From crowdfunding to data-driven journalism, four ways the Knight News Challenge is shaping the future

Poynter reporting:
As the Knight News Challenge prepares to announce its fifth group of winners today, we looked back at the previous four years, in which 63 projects received nearly $22 million.
The Knight Foundation has spread that money around, including academic research, software tools, urban hyperlocal reporting and basic information needs in developing countries.
In reviewing the winners, we identified four areas of now-rapid innovation in which News Challenge projects have pushed new approaches for journalism: Crowdfunding, the hacker-journalist, data as news and citizen journalism.

Of course, when you make dozens of bets on startups, some won’t pay off. Sometimes ideas aren’t as good as they sounded.

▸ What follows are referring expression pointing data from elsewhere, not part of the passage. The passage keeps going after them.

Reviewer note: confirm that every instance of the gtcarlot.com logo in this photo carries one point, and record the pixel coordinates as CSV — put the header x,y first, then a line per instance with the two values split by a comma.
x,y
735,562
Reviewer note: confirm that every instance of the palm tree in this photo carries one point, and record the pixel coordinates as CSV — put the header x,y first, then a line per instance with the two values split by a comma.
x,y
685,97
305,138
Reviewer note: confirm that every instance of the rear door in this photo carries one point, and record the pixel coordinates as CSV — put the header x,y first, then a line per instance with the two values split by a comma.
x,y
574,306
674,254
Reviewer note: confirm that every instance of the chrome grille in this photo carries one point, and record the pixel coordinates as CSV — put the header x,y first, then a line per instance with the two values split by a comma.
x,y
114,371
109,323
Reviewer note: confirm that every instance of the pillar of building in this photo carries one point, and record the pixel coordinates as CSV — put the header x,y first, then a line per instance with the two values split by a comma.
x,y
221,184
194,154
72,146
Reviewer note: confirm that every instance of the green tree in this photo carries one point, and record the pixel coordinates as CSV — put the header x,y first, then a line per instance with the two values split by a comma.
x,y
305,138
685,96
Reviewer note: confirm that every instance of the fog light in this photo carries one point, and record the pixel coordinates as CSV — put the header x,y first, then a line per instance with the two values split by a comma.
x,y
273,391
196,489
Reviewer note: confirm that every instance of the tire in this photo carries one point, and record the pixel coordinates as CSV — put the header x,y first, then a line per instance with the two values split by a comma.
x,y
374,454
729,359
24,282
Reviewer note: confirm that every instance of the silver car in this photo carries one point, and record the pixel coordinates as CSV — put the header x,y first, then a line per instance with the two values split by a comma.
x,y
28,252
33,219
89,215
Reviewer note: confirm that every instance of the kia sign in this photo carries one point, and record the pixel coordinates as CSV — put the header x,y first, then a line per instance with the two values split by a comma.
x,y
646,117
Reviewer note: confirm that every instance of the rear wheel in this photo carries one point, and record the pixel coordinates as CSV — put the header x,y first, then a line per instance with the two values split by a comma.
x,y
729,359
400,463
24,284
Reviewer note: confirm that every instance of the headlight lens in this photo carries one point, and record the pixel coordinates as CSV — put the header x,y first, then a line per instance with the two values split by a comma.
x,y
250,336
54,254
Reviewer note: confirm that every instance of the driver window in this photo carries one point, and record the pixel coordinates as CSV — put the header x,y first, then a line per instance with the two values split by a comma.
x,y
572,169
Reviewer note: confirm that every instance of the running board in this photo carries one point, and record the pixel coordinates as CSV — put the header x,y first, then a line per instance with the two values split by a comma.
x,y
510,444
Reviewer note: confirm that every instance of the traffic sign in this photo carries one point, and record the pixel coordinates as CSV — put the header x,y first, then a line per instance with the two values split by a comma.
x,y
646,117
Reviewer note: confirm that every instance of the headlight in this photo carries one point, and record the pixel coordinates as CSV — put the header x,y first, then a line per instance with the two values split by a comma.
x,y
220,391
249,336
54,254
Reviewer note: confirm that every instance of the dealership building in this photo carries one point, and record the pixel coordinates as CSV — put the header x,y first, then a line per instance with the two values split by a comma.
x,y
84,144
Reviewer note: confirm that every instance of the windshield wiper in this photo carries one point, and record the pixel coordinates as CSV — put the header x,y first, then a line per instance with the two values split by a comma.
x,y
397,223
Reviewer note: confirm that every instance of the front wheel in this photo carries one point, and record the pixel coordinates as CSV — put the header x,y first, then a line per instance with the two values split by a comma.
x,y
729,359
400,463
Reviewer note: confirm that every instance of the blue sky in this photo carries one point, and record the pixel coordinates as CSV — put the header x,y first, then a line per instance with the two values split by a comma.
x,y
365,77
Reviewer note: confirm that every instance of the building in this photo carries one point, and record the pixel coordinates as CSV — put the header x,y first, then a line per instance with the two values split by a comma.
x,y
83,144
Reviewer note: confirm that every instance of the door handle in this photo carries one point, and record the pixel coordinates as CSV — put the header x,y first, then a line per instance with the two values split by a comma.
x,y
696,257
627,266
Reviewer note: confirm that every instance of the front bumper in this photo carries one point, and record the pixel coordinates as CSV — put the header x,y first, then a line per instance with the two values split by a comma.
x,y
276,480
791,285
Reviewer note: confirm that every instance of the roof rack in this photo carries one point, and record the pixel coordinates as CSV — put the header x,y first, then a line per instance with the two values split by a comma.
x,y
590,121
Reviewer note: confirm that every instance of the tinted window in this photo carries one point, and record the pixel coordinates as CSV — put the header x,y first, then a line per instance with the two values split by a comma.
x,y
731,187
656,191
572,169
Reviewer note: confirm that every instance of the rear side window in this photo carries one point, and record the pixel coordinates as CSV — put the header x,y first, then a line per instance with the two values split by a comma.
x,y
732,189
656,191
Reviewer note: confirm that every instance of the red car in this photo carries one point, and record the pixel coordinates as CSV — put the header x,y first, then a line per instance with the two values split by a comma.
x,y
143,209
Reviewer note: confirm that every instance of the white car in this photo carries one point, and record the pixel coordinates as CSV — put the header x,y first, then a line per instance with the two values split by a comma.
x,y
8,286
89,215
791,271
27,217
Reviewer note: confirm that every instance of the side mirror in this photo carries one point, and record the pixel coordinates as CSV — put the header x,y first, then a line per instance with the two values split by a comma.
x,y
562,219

And sometimes good ideas — like conveying information through interactive games — are just harder to execute than anticipated. The News Challenge funded five gamification-of-news projects with almost $1 million. There was some success, but a lot of struggle, Newton said.
Even in the difficult cases, Knight and the participants learned valuable lessons, he said. And projects that did work as planned taught other lessons and blazed important trails to where journalism is headed.
One of journalism’s most urgent needs is finding new business models and funding methods.
Newspaper advertising revenue has been nearly halved since the News Challenge was announced in 2006. Online advertising has grown, but most news sites are still disappointed by ineffective display ads and low CPMs.
The News Challenge has not funded much in this space — only a few of the first 63 projects focused on ways to fund reporting. However, the projects it did fund may be among its most effective.